Brand names are examples, not endorsements, and UK and US ranges differ — check the label’s own NPK and dilution rate, since formulations change.

Fertilising anchomanes giganteus — frequently asked questions

What fertiliser does anchomanes giganteus need?

A balanced general houseplant feed (roughly even N-P-K) is exactly right — it is grown for foliage, so steady, moderate nitrogen for healthy leaves is the goal, not a bloom or root formula. Anchomanes giganteus is an easy, light foliage feeder — a half-strength balanced liquid feed through the growing months keeps it green without forcing weak, sappy growth.

How often should I feed anchomanes giganteus?

Feed every 2-3 weeks with a balanced liquid fertiliser through active growth to power the enormous leaf, then stop entirely as the plant enters dormancy.

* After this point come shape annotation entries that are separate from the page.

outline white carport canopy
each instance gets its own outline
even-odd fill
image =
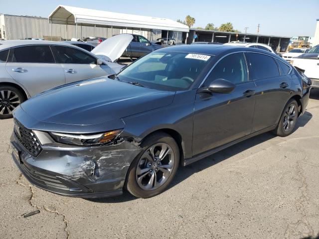
[[[50,14],[49,22],[67,25],[104,25],[123,28],[189,31],[187,26],[170,19],[118,13],[64,5],[59,5]]]

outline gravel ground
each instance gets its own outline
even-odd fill
[[[319,91],[288,137],[264,133],[177,172],[163,193],[89,200],[31,186],[0,121],[0,238],[289,238],[319,233]],[[21,215],[39,210],[24,218]]]

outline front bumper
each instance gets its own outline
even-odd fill
[[[12,156],[32,184],[63,196],[102,198],[122,193],[131,163],[142,150],[132,142],[100,147],[42,145],[31,155],[13,133]]]

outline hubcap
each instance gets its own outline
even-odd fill
[[[289,132],[293,129],[296,118],[296,106],[294,104],[289,105],[285,111],[283,127],[284,130]]]
[[[0,91],[0,115],[11,115],[12,111],[21,103],[21,100],[13,91],[2,90]]]
[[[136,169],[136,180],[145,190],[162,185],[171,174],[175,155],[169,145],[159,143],[150,147],[141,157]]]

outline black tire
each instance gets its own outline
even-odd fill
[[[292,109],[293,111],[290,113],[289,110],[291,111]],[[298,111],[297,102],[293,99],[290,99],[285,106],[277,127],[272,132],[281,137],[286,137],[291,134],[296,126],[298,119]]]
[[[166,146],[168,145],[167,148],[169,149],[169,150],[167,150],[167,151],[169,151],[170,154],[168,155],[168,153],[166,153],[166,154],[165,154],[166,156],[162,158],[162,159],[160,159],[160,157],[158,156],[157,163],[158,163],[159,165],[157,165],[156,166],[157,167],[158,166],[159,168],[158,168],[157,167],[156,169],[153,169],[153,166],[154,165],[153,164],[152,164],[152,166],[149,165],[149,164],[151,163],[149,162],[148,163],[148,162],[149,161],[146,160],[145,159],[146,158],[143,158],[143,156],[144,155],[147,155],[148,154],[149,154],[149,155],[151,155],[150,150],[152,150],[151,149],[152,147],[154,147],[155,145],[155,147],[154,147],[154,149],[153,149],[153,152],[155,152],[156,153],[154,153],[154,154],[156,154],[159,151],[161,152],[161,148],[160,148],[160,146],[158,146],[160,147],[160,148],[161,148],[160,150],[159,150],[157,149],[158,148],[156,147],[158,147],[156,146],[156,145],[161,144]],[[148,198],[162,193],[165,190],[168,185],[173,180],[179,164],[179,149],[174,139],[169,135],[164,132],[155,133],[147,136],[147,138],[143,140],[141,146],[143,150],[139,154],[131,164],[128,172],[125,187],[128,191],[135,197],[138,198]],[[165,146],[163,147],[164,147]],[[170,151],[171,149],[172,150],[172,152]],[[164,151],[164,149],[163,150],[163,151]],[[157,180],[158,180],[158,178],[160,178],[159,175],[160,175],[160,174],[162,173],[162,175],[164,175],[164,173],[162,173],[161,171],[162,169],[161,169],[160,167],[161,166],[168,165],[169,163],[167,163],[167,160],[168,160],[169,162],[172,161],[171,159],[172,158],[172,156],[171,155],[172,154],[173,154],[174,158],[173,165],[171,166],[171,168],[170,169],[170,171],[169,173],[170,174],[168,177],[167,177],[167,179],[165,179],[165,181],[163,180],[163,182],[162,183],[158,182]],[[156,155],[155,155],[154,158],[155,158],[156,157]],[[150,158],[152,158],[152,156],[150,157]],[[166,160],[166,162],[162,163],[162,162],[165,160]],[[156,161],[156,158],[155,158],[155,161]],[[140,169],[141,165],[141,164],[144,164],[143,162],[145,162],[145,164],[149,165],[149,168],[148,168],[149,166],[147,166],[147,167],[144,166],[144,168],[143,169],[140,169],[140,170],[145,169],[147,170],[148,170],[148,168],[150,171],[153,171],[153,173],[155,173],[156,175],[158,175],[155,177],[155,181],[154,183],[152,183],[152,185],[154,185],[154,187],[153,187],[152,186],[151,188],[148,190],[146,190],[145,188],[142,188],[142,187],[143,187],[143,188],[146,187],[148,185],[150,185],[149,183],[146,184],[146,186],[144,186],[142,185],[143,182],[142,180],[140,182],[138,182],[138,178],[140,178],[140,177],[142,177],[142,176],[140,175],[140,177],[139,177],[139,174],[138,174],[137,170],[138,170],[138,169]],[[152,163],[157,164],[157,163],[154,162],[154,161]],[[162,163],[163,163],[162,165]],[[166,163],[166,164],[164,165],[163,163]],[[151,182],[151,178],[152,177],[151,175],[152,174],[151,173],[150,173],[150,171],[143,173],[143,175],[146,175],[145,176],[144,176],[145,177],[144,179],[146,178],[146,182],[147,182],[148,180],[148,177],[150,178],[149,182]],[[163,176],[163,178],[165,177]],[[162,179],[163,178],[160,178],[160,179]],[[162,183],[162,184],[160,185],[160,183]],[[157,187],[158,187],[157,188],[156,187],[157,184],[158,184]]]
[[[11,118],[12,115],[10,111],[24,101],[24,96],[19,89],[11,86],[0,86],[0,120]],[[17,101],[19,103],[15,103]]]

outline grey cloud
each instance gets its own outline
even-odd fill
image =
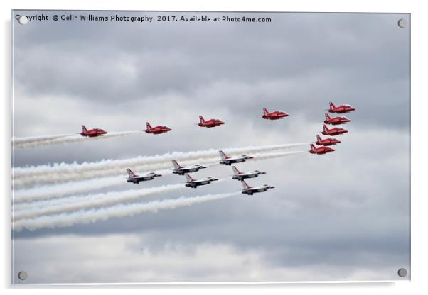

Feed every 2-3 weeks with a balanced liquid fertiliser through active growth to power the enormous leaf, then stop entirely as the plant enters dormancy. Treat that as every 2-3 weeks between spring through early autumn (roughly March to September); ease off in autumn and stop entirely in the low light of winter.

What strength of feed for anchomanes giganteus?

Half strength is the safe default for anchomanes giganteus — houseplant feeds are formulated strong, and the diluted dose is gentler on the roots while still ample for foliage.

What does over-feeding anchomanes giganteus look like?

Brown, crispy leaf tips and edges with no sign of underwatering. A white, crusty salt deposit on the soil surface or pot rim. Weak, pale, stretched new growth that flops. Lower leaves yellow and drop while the soil is correctly watered. Feeding anchomanes giganteus year-round on a fixed schedule, including dark winter months, is the most common mistake — it cannot use the nutrients in low light and the surplus simply burns the roots and crusts the soil.

Should I flush the soil of anchomanes giganteus?

Flush the pot of anchomanes giganteus with plain water until it runs freely from the base every couple of months in the feeding season — it washes out the fertiliser salts that cause brown tips.